= Kenny Siegal =

American music producer and songwriter

Kenny Siegal is a Grammy Award-winning American music producer, songwriter, multi-instrumentalist, and recording engineer. In 2010, Siegal's only solo record, Eleccentricity, was nominated for IMA Eclectic Album of the Year.

==Career==
Siegal has produced (and/or co-produced) many albums including Langhorne Slim and The Law's The Spirit Moves, The Way We Move (prominently featured on numerous films, television shows and national commercials), and Lost at Last Volumes 1 and 2, Chris Whitley's final record Reiter In, The Wiyos Twist, Spottiswoode & His Enemies 2011 Independent Music Award-winning Wild Goosechase Expedition and This is The Town: A Tribute to Nilsson featuring Langhorne Slim, Marco Benevento, Willy Mason, and many more.

Siegal won the Independent Music Award twice and has worked on songwriting assignments for Rick Rubin, produced tracks for Marshall Chess, Cheap Trick, has co-written with Paul Williams, and played guitar and sang on Tears for Fears' "Everybody Loves a Happy Ending." On the road, Kenny played bass and guitar with Amanda Palmer and Nervous Cabaret, and played with the Wiyos at Carnegie Hall and toured with them in the UK (playing lap steel, keys, and electric guitar).

Siegal co-produced, engineered, performed on, and added some co-writing to Lucky Diaz and The Family Jam Band’s Crayon Kids album which was nominated for Best Children’s Music Album at the 64th annual Grammys (2022), and again was nominated and won the 67th Annual GRAMMY Award (2025) as co-producer of Lucky Diaz and The Family Jam Band's "Brillo, Brillo!" in the Best Children's Music Album category.

==Johnny Society==

In 1995, Siegal started Johnny Society, Johnny Society's first live performance was a showcase for Ray Davies of The Kinks who heard Siegal's basement recordings and requested to see the band live.
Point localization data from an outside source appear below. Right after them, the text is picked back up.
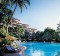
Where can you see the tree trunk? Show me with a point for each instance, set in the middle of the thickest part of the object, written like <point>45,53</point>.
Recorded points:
<point>0,1</point>
<point>7,30</point>
<point>13,13</point>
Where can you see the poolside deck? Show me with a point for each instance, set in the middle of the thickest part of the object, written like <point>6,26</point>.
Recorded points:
<point>21,53</point>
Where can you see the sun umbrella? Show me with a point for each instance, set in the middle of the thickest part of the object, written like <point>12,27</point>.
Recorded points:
<point>11,38</point>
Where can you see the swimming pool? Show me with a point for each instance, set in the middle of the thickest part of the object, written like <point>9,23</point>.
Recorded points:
<point>41,49</point>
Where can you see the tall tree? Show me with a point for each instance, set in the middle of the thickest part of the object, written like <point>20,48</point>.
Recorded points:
<point>20,3</point>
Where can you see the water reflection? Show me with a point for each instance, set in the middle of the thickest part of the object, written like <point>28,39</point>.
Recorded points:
<point>37,53</point>
<point>41,49</point>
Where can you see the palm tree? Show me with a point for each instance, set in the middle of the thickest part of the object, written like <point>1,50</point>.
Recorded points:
<point>19,30</point>
<point>20,3</point>
<point>5,13</point>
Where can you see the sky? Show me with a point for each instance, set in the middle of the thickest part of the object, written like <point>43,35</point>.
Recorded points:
<point>40,14</point>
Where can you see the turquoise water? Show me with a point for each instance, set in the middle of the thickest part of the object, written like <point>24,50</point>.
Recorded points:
<point>41,49</point>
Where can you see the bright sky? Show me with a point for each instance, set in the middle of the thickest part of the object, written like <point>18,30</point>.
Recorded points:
<point>40,14</point>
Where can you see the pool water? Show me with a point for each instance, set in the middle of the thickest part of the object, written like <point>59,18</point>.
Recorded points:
<point>41,49</point>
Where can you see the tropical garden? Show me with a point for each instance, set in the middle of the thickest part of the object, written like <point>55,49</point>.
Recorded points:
<point>6,19</point>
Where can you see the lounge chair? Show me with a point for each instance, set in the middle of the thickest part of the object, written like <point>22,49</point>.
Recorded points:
<point>11,49</point>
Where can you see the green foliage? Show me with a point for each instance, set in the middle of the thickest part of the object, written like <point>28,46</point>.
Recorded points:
<point>58,53</point>
<point>3,31</point>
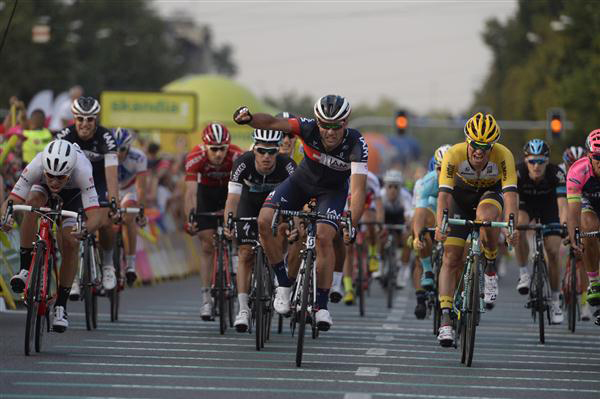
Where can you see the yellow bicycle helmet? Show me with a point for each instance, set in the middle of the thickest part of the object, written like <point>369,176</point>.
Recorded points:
<point>482,129</point>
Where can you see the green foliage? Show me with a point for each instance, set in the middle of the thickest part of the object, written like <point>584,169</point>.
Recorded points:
<point>102,45</point>
<point>547,55</point>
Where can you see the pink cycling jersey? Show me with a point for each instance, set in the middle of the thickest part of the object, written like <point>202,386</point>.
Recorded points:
<point>582,182</point>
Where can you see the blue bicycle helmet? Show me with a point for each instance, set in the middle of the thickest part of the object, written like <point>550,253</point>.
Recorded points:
<point>536,147</point>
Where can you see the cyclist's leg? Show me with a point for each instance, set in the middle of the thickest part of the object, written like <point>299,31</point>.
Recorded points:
<point>490,209</point>
<point>522,254</point>
<point>591,255</point>
<point>37,197</point>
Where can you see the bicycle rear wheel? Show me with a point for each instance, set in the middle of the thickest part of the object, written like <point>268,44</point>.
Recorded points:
<point>573,295</point>
<point>472,310</point>
<point>33,297</point>
<point>302,315</point>
<point>540,300</point>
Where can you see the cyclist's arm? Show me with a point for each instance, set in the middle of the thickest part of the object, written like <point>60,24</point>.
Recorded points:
<point>266,121</point>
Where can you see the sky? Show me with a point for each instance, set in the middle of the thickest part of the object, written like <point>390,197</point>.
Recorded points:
<point>425,55</point>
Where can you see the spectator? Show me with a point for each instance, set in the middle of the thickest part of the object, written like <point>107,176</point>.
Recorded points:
<point>37,136</point>
<point>64,113</point>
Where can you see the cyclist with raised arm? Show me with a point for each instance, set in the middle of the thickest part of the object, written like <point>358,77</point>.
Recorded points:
<point>542,193</point>
<point>425,194</point>
<point>133,170</point>
<point>207,170</point>
<point>583,201</point>
<point>477,179</point>
<point>98,144</point>
<point>61,169</point>
<point>254,175</point>
<point>334,154</point>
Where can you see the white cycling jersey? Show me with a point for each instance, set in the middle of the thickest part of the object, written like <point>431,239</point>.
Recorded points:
<point>81,179</point>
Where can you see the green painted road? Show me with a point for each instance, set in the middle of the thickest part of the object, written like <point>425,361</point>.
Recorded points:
<point>161,349</point>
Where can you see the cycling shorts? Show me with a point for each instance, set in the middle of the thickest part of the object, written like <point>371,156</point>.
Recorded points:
<point>293,194</point>
<point>209,199</point>
<point>546,213</point>
<point>465,207</point>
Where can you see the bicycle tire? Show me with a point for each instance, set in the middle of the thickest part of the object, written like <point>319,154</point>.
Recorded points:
<point>259,304</point>
<point>473,310</point>
<point>221,290</point>
<point>573,296</point>
<point>33,293</point>
<point>304,306</point>
<point>42,322</point>
<point>540,300</point>
<point>390,283</point>
<point>86,282</point>
<point>360,282</point>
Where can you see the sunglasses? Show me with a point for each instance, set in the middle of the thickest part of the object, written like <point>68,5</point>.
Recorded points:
<point>537,161</point>
<point>332,126</point>
<point>81,119</point>
<point>270,151</point>
<point>55,177</point>
<point>478,146</point>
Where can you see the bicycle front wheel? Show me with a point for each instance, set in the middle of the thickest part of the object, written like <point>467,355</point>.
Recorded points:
<point>33,297</point>
<point>303,314</point>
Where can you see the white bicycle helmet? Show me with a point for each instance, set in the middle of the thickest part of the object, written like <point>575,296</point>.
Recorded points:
<point>267,136</point>
<point>59,158</point>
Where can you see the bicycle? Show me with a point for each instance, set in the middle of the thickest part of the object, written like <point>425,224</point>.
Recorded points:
<point>222,286</point>
<point>119,254</point>
<point>304,291</point>
<point>469,308</point>
<point>388,279</point>
<point>573,307</point>
<point>261,289</point>
<point>433,299</point>
<point>37,294</point>
<point>539,289</point>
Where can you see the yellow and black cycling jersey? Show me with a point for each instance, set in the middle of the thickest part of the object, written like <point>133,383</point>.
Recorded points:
<point>499,172</point>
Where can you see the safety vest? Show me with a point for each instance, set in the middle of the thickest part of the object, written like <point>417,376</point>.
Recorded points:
<point>35,143</point>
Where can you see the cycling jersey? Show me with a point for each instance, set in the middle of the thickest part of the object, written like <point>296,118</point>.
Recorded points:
<point>582,183</point>
<point>253,187</point>
<point>329,169</point>
<point>199,169</point>
<point>551,186</point>
<point>457,171</point>
<point>80,184</point>
<point>426,191</point>
<point>135,164</point>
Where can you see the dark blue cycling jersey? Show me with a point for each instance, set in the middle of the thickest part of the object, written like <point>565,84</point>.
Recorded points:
<point>329,169</point>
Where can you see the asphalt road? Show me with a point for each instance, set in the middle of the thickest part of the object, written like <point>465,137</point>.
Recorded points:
<point>161,349</point>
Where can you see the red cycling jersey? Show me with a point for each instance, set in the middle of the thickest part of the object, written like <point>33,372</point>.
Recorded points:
<point>197,167</point>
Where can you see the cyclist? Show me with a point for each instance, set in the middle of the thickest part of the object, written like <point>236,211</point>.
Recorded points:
<point>542,192</point>
<point>98,144</point>
<point>373,212</point>
<point>207,170</point>
<point>334,154</point>
<point>254,175</point>
<point>477,177</point>
<point>290,145</point>
<point>398,208</point>
<point>583,199</point>
<point>133,169</point>
<point>61,169</point>
<point>570,155</point>
<point>425,194</point>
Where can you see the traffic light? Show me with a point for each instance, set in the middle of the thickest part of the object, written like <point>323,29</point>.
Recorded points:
<point>401,122</point>
<point>556,123</point>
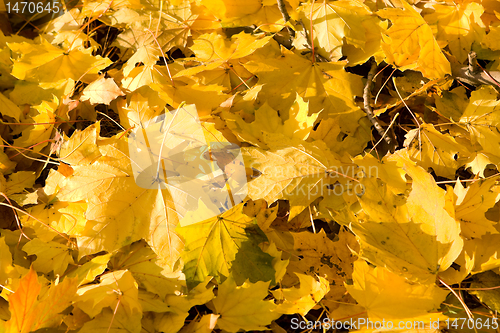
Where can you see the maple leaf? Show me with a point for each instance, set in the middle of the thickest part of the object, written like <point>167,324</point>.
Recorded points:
<point>481,119</point>
<point>334,22</point>
<point>101,91</point>
<point>301,300</point>
<point>6,267</point>
<point>324,85</point>
<point>269,127</point>
<point>299,173</point>
<point>421,222</point>
<point>51,256</point>
<point>471,206</point>
<point>9,108</point>
<point>433,149</point>
<point>37,135</point>
<point>411,44</point>
<point>30,312</point>
<point>380,290</point>
<point>323,257</point>
<point>111,321</point>
<point>458,26</point>
<point>141,106</point>
<point>243,307</point>
<point>143,213</point>
<point>118,287</point>
<point>38,61</point>
<point>227,241</point>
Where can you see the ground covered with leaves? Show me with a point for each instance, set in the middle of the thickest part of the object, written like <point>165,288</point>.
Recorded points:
<point>370,136</point>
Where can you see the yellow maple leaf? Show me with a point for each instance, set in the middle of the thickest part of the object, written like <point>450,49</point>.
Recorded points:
<point>381,291</point>
<point>101,91</point>
<point>9,108</point>
<point>50,65</point>
<point>411,44</point>
<point>433,149</point>
<point>471,206</point>
<point>141,106</point>
<point>395,223</point>
<point>243,307</point>
<point>335,21</point>
<point>38,134</point>
<point>301,300</point>
<point>30,311</point>
<point>458,25</point>
<point>50,256</point>
<point>482,118</point>
<point>296,171</point>
<point>263,131</point>
<point>118,287</point>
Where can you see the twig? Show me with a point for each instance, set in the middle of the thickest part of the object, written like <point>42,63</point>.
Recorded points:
<point>367,95</point>
<point>318,57</point>
<point>474,76</point>
<point>473,68</point>
<point>286,17</point>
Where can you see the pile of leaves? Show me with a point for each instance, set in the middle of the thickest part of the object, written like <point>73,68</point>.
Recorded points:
<point>342,221</point>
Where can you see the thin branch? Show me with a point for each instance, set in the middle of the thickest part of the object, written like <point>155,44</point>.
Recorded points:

All Music said about their first record: "It Don't Matter hits with the sonic force of a tidal wave, or to use a more appropriate analogy, like a one-band, end-of-the-20th-century rock & roll beacon the likes of which hasn't been experienced since the Beatles." Johnny Society's second record Wood was on music critic Ben Ratliff of The New York Times' top ten list of favorite records of 1999, praising Siegal's "unpretentious, utilitarian imagination," and "perfect little agonized rock songs." Siegal won The Independent Music Award for Best Producer (along with co-producers Bryce Goggin and Brian Geltner) for Johnny Society's 2012 release Free Society and Clairvoyance won Album of the Year at the Independent Music Awards in 2002. All of the Johnny Society records have been critically hailed, earning Siegal comparisons to John Lennon, David Bowie, Cheap Trick and The Lovin' Spoonful.